Benjamin Graham is known as the father of value investing and the author of classic investing books Security Analysis and The Intelligent Investor, in which he introduced the idea of Mr. Market. Graham was an adjunct professor at Columbia Business School for years and taught a class on investing that changed many of his students' lives. His most famous student, Warren Buffett, has made billions of dollars following Graham's ideas at his company Berkshire Hathaway.
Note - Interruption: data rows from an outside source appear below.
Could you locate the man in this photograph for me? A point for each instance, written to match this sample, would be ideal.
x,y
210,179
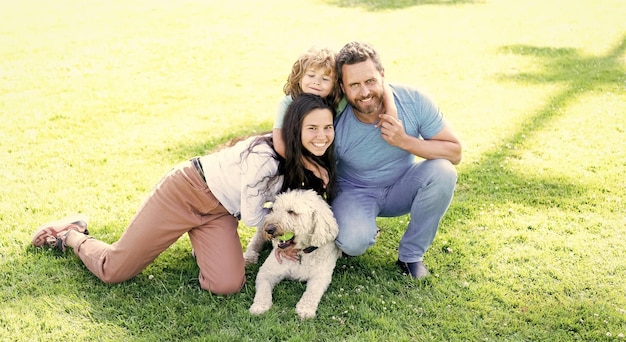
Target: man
x,y
377,173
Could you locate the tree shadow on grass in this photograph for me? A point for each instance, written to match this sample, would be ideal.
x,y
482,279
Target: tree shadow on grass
x,y
381,5
489,181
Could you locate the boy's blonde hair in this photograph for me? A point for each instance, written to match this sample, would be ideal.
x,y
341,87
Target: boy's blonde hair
x,y
314,58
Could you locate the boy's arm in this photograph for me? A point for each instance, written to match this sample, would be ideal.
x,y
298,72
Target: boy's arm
x,y
279,143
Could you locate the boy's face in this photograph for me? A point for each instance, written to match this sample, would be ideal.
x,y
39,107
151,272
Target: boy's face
x,y
317,81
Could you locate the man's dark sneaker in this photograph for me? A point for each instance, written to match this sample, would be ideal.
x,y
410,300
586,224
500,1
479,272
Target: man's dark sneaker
x,y
416,270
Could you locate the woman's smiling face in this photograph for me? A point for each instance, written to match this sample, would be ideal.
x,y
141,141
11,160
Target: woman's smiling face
x,y
318,131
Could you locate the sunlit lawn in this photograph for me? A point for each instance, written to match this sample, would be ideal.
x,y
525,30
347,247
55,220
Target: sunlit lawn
x,y
99,99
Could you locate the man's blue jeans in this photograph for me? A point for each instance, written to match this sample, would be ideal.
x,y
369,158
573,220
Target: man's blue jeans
x,y
425,191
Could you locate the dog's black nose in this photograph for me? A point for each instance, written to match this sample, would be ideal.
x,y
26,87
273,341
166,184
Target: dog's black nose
x,y
270,229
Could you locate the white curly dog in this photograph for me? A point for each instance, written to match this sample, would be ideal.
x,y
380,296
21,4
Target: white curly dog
x,y
299,219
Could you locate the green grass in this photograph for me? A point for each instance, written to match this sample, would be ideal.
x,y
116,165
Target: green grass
x,y
99,99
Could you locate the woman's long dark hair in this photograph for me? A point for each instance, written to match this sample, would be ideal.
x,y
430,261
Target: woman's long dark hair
x,y
296,176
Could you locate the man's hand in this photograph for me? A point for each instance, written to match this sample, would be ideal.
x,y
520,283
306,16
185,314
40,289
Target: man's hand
x,y
391,130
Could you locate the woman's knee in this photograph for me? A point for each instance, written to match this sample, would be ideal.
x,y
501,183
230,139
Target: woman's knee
x,y
224,285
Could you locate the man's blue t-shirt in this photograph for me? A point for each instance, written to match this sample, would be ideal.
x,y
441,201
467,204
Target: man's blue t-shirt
x,y
365,159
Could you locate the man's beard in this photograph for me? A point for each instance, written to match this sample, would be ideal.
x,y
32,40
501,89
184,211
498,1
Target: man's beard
x,y
369,109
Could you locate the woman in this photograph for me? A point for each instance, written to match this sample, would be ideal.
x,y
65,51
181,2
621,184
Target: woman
x,y
205,197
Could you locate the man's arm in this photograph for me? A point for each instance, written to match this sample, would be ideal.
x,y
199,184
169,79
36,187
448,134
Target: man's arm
x,y
444,145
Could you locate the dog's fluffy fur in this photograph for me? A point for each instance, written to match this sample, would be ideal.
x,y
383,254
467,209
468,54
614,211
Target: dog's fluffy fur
x,y
309,218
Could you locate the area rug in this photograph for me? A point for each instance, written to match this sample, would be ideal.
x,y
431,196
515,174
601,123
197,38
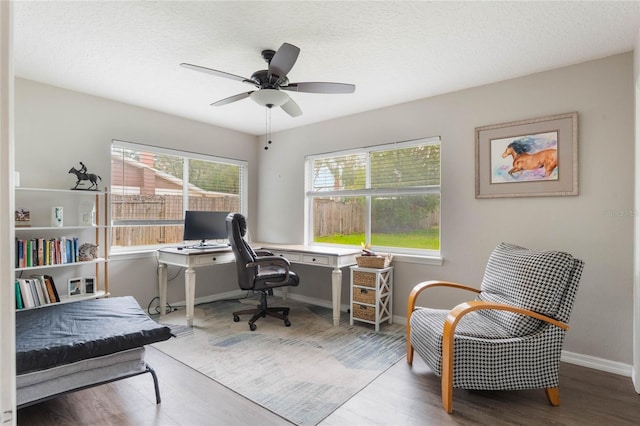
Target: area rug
x,y
302,373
Last Friday at the Columbia Student Investment Management Association conference, Columbia business school released a 15-minute video called "The Legacy of Ben Graham," which shows rare footage of Graham teaching, as well as interviews with some of his former students who went on to become great investors. It's well worth watching

Ben Graham starts the video off talking about volatility in the markets:

The explanation cannot be found in any mathematics, but it has to be found in investor psychology. You can have an extraordinary difference in the price level merely because not only speculators, but investors themselves, are looking at the situation through rose-colored glasses, rather than dark-blue glasses. It may well be true that the underlying psychology of the American people has not changed so much, and that what the American people have been waiting for for many years has been an excuse for going back to the speculative attitudes which used to characterize them from time to time. If history counts for anything, that the stock market is much more likely than not to advance to a point where a real danger exists.

With his point that volatility is explained by investor psychology and not by the math of actual business value, Graham could just as easily have been talking about today's markets. Just this past week, we have seen three moves up or down of roughly 1%. You can't argue that the value of Dow companies moved that much; it comes down to the price people are willing to pay for said companies on a given day. Lately the Dow Jones Industrial Average (^DJI -0.65%) is hitting five-year highs after being down 7,500 points to 6,500 just four years ago. It's not that businesses were worth half as much in March 2009 as they are today; it's just that investors were panicked about the market.

Graham understood that to be a successful investor, you need to ignore the volatility of the market and focus on the long-term trends in businesses' real value.